The European Commission currently issues all of its internal communications in the three main tongues, while community legislation and other formal documents are published in the 20 official languages of the EU.

The rules for the European Parliament, the European Council and the European Court of Justice vary slightly.

Proffesor Hagège added that of the two Germanic working languages, English leans more toward the North American cultural sphere, while German has a more deep-rooted European "vocation".

Meanwhile, the Swiss economist, François Grin, noted that the current system fosters a "completely unfair" situation in which the majority of member states are forced to pay for English, French and German language education in order to compete in the language skills marketplace.

He noted that some recent calls from the commission and member states for further linguistic convergence on the grounds of translation and interpretation costs fall foul of economic arguments.

"The cost of education is totally overlooked", proffesor Grin told the EUobserver. "Languages have to be learned. If English is to be the only working language, then the UK should subsidise English language learning in Europe. If English, French and German are to be the only working languages, then these three countries should subsidise the rest".

He calculated that the commission currently pays €2.30 per citizen per year to meet the costs of its multilingual regime, but that the cost would rise to a modest €5.50 per citizen per year if all 20 official languages were used as working languages.

The University of Geneva expert also pointed out that more and more people are keen to learn several European languages, as basic English skills become banal and lose value.

"In the UK, monolingual Brits are losing jobs to other EU citizens with more than one language", he remarked.
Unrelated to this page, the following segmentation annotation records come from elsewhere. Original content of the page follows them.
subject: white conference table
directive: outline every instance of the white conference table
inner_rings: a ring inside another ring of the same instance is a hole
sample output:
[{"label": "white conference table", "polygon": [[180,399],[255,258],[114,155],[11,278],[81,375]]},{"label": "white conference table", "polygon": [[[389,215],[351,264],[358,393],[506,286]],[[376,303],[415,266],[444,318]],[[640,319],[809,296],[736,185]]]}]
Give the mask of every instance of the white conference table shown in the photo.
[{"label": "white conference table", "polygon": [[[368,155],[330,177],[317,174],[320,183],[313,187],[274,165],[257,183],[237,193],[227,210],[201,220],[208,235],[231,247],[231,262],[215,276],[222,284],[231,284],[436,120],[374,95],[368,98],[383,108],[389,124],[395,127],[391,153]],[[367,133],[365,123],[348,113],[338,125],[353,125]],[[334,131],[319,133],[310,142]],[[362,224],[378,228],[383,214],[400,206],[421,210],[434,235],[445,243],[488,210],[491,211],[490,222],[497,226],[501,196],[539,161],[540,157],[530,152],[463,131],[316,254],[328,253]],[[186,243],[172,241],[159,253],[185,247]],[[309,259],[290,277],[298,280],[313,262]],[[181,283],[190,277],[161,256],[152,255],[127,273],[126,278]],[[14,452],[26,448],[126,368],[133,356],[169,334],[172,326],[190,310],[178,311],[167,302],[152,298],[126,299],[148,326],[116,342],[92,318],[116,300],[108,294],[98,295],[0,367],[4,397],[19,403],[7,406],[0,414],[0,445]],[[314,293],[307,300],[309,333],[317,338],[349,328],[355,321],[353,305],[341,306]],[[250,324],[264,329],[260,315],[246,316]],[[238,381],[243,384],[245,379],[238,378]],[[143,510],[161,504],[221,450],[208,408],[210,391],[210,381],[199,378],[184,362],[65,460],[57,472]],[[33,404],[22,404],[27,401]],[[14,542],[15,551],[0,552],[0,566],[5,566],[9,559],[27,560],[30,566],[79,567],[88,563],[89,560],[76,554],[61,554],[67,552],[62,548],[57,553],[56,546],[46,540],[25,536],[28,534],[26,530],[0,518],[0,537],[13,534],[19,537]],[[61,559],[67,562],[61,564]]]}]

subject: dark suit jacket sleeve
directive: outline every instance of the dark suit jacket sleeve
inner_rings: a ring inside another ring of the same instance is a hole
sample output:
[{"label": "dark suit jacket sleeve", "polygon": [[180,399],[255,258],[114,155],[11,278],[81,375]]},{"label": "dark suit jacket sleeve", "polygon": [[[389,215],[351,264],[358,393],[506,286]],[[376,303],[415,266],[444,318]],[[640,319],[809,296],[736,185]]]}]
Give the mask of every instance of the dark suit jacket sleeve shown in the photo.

One working language better

But the ideas faced criticism from Polish liberal MEP Bronislaw Geremek, who felt it would be more economical to have just one working language and that other Slavic countries would not stomach preferential treatment for Polish, according to Polish daily Gazeta Wyborcza.

The Commission is already finding it tough to keep up with its translation commitments – particularly for complicated legal texts.

If the EU takes on Bulgaria, Romania, Turkey and Croatia in the next few years, the number of official languages will swell to 24.

Meanwhile, Eurydice, the EU’s Brussels-based education research body confirmed that English is the most widely taught second language in both primary and secondary European education, with the exception of Belgium, Luxembourg and Romania.

The popularity of English language teaching shot up between 1998 and 2002, while just five languages (English, French, German, Spanish and Russian) account for 95 per cent of the foreign languages taught in the EU.

Foreign language teaching averages out at some 90 hours a year in most EU states, but Denmark, Luxembourg, Malta and German grammar schools lead the pack with over 200 hours a year.